Here come Valerie’s children now, as George and Roberta and Angela and Eva crowd into the hall, Roberta saying that she is dripping ice and must get this pretentious concoction into the freezer. First Ruth, who is twenty-five and nearly six feet tall and looks a lot like her mother. She has given up wanting to be an actress and is learning to teach disturbed children. Her arms are full of goldenrod and Queen Anne’s lace and dahlias—weeds and flowers all mixed up together—and she throws them on the hall floor with a theatrical gesture and embraces the bombe.
“Dessert,” she says lovingly. “Oh, bliss! Angela, you look incredibly lovely! Eva, too. I know who Eva is. She’s the Bride of Lammermoor!”
Angela will allow, even delight in, such open praise from Ruth, because Ruth is the person she admires most in the world—possibly the only person she admires.

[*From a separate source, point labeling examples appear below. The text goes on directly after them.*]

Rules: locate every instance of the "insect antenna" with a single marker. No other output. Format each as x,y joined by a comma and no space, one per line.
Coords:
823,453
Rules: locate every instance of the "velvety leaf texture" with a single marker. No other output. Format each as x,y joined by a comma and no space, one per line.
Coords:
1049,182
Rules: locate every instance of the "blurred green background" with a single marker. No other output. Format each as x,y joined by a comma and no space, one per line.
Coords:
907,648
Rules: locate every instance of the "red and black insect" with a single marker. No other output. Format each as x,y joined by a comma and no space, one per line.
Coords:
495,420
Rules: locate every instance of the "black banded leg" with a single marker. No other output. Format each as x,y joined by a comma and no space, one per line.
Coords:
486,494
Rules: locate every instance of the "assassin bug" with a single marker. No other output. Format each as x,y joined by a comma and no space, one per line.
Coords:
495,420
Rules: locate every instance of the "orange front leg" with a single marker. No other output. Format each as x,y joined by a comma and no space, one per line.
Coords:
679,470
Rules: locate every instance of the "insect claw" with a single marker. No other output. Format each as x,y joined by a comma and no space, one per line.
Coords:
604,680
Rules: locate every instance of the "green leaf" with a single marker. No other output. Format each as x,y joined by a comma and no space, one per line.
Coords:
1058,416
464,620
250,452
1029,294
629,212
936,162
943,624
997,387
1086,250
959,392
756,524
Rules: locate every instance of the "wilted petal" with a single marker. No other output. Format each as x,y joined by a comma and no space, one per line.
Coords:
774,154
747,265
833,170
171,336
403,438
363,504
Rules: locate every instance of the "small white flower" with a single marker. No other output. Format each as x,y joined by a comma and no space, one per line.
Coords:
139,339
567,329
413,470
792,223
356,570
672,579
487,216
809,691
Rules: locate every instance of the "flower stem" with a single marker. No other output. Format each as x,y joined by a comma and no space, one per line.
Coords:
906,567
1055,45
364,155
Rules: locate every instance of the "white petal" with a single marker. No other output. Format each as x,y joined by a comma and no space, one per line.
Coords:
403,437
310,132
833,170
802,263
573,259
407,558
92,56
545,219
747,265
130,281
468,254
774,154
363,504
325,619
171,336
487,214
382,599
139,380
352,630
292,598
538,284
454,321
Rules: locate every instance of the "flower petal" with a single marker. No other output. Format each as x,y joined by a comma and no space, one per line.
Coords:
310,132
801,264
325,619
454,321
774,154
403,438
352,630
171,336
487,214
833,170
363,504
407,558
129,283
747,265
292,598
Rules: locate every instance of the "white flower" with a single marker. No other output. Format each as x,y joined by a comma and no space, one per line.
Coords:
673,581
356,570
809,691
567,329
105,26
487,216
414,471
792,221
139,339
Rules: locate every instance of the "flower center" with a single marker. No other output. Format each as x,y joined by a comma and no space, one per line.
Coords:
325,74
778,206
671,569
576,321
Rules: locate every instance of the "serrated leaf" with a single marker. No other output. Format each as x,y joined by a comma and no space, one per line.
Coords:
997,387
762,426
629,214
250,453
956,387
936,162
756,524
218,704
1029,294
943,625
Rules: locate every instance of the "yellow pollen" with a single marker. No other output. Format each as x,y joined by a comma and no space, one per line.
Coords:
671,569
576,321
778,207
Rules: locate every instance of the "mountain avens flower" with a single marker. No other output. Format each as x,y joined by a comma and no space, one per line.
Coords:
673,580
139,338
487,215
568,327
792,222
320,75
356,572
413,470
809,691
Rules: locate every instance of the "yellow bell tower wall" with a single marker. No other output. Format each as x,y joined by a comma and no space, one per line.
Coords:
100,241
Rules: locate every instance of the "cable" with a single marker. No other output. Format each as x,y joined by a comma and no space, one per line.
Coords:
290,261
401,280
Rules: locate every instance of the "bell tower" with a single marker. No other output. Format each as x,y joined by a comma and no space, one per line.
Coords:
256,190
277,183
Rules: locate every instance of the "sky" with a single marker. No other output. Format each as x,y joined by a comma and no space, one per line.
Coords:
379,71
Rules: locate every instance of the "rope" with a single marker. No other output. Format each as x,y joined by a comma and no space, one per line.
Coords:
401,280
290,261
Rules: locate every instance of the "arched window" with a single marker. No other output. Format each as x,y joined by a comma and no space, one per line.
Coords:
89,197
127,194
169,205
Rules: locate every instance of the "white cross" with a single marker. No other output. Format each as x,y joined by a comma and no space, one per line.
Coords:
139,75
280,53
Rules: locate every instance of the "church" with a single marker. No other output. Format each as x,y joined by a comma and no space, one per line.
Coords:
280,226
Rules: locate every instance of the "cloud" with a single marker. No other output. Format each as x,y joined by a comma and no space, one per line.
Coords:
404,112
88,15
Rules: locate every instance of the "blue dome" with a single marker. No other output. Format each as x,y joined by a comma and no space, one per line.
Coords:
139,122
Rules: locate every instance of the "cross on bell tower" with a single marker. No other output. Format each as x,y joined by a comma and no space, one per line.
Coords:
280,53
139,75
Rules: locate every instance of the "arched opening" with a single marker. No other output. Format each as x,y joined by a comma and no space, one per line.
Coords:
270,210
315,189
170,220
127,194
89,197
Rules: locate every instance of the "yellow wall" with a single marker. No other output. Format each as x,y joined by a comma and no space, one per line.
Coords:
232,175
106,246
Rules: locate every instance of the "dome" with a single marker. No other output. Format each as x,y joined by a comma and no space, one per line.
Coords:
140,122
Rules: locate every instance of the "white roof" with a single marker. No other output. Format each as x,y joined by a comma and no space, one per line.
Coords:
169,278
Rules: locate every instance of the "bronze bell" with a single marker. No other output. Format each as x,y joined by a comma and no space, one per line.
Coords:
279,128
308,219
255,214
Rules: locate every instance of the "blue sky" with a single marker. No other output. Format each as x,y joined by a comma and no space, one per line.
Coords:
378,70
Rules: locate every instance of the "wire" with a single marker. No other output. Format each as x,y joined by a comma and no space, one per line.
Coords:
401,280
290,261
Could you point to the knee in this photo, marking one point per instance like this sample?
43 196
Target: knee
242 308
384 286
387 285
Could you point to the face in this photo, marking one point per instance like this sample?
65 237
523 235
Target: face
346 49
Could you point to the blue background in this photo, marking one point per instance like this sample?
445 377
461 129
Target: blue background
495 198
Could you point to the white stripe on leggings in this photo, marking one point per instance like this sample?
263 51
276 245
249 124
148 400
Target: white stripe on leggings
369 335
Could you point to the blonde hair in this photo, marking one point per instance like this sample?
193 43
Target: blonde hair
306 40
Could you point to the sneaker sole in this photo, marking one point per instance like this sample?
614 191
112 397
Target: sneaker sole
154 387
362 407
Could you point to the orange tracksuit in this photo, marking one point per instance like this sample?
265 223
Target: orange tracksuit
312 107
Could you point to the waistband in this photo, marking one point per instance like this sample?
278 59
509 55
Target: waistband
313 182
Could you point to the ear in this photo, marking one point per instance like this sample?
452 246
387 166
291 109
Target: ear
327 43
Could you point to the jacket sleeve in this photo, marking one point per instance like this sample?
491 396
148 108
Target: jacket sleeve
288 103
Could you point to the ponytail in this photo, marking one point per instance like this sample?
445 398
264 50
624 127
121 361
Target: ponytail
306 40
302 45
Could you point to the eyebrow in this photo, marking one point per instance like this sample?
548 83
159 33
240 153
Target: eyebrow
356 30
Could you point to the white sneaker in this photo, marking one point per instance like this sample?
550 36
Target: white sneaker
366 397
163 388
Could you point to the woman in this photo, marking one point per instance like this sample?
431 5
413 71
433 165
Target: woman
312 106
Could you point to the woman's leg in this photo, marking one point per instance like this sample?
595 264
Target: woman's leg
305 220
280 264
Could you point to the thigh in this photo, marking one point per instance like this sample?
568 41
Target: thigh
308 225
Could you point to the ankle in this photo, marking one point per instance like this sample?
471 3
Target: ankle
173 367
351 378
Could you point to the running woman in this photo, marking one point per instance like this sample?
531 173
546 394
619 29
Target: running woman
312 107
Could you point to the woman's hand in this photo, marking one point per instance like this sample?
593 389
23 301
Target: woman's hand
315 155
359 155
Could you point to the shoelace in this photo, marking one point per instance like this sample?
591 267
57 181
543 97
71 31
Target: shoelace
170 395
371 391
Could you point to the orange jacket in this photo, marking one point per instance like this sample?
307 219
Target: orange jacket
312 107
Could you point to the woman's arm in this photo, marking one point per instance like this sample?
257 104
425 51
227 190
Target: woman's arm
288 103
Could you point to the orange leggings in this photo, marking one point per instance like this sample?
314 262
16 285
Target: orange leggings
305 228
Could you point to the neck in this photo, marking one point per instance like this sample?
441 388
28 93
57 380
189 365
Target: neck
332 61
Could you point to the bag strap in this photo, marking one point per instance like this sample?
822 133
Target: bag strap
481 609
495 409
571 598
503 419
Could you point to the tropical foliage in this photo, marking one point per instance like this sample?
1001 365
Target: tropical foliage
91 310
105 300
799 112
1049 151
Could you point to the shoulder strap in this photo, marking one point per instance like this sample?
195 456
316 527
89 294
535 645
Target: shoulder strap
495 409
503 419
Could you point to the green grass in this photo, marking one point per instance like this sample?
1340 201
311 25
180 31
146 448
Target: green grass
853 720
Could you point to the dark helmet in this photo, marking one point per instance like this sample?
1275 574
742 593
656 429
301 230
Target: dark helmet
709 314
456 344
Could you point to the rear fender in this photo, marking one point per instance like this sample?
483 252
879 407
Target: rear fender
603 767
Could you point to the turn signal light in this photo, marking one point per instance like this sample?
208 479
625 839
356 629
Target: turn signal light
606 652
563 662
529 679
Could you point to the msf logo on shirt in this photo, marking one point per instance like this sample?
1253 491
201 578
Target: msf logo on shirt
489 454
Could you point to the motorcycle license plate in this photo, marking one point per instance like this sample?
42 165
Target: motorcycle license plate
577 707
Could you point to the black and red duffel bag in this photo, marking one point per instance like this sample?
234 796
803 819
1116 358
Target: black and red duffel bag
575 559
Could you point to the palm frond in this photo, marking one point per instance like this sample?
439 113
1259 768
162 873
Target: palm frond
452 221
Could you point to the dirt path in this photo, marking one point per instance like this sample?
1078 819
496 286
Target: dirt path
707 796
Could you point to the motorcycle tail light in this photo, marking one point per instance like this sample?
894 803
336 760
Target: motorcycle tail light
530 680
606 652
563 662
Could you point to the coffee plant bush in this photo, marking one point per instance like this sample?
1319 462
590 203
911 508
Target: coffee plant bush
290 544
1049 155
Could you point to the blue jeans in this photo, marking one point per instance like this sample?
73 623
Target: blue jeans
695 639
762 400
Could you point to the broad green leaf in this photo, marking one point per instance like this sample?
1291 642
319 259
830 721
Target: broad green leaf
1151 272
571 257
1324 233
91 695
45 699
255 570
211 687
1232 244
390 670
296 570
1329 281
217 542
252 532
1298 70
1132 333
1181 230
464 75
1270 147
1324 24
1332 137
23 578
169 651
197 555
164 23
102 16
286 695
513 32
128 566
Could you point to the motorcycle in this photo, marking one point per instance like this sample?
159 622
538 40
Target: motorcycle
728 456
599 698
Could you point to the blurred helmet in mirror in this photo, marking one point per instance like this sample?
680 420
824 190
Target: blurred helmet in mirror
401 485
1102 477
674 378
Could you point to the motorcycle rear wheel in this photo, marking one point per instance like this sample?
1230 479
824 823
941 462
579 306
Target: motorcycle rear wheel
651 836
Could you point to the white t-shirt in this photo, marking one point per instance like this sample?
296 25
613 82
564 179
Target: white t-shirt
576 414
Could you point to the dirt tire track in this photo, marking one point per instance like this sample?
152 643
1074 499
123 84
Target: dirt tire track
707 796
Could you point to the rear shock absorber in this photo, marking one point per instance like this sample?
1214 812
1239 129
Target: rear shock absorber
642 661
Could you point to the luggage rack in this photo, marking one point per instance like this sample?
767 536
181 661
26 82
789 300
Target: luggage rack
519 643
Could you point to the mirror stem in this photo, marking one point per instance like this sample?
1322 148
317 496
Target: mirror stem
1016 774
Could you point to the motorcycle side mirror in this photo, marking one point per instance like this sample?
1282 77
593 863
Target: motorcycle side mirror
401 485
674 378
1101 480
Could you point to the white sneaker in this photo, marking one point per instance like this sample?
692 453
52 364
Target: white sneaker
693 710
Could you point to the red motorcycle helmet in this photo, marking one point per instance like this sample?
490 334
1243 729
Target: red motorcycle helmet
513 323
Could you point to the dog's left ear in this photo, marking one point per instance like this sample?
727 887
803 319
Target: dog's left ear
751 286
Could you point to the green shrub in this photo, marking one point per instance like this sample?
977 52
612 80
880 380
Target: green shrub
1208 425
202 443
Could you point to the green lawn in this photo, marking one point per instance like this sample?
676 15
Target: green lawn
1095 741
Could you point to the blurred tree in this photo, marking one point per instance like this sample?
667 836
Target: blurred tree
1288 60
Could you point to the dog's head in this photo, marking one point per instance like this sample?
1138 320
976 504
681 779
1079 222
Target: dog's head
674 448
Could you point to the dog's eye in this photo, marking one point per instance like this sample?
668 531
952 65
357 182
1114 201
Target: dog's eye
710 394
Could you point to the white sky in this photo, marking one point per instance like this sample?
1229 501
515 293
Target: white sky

“The Bride of who?” Eva is asking happily. “The Bride of who?” David, Valerie’s twenty-one-year-old son, a history student, is standing in the living-room doorway, smiling tolerantly and affectionately at the excitement. David is tall and lean, dark-haired and dark-skinned, like his mother and sister, but he is deliberate, low-voiced, never rash. In this household of many delicate checks and balances it is noticeable that the lively, outspoken women defer to David in some ceremonial way, seeming to ask for the gesture of his protection, though protection itself is something they are not likely to need.
When the greetings die down David says, “This is Kimberly,” and introduces them each in turn to the young woman standing under his arm. She is very clean and trim, in a white skirt and a short-sleeved pink shirt. She wears glasses and no makeup; her hair is short and straight and tidy, and a pleasant light-brown color. She shakes hands with each of them and looks each of them in the eye, through her glasses, and though her manner is entirely polite, even subdued, there is a slight feeling of an official person greeting the members of an unruly, outlandish delegation.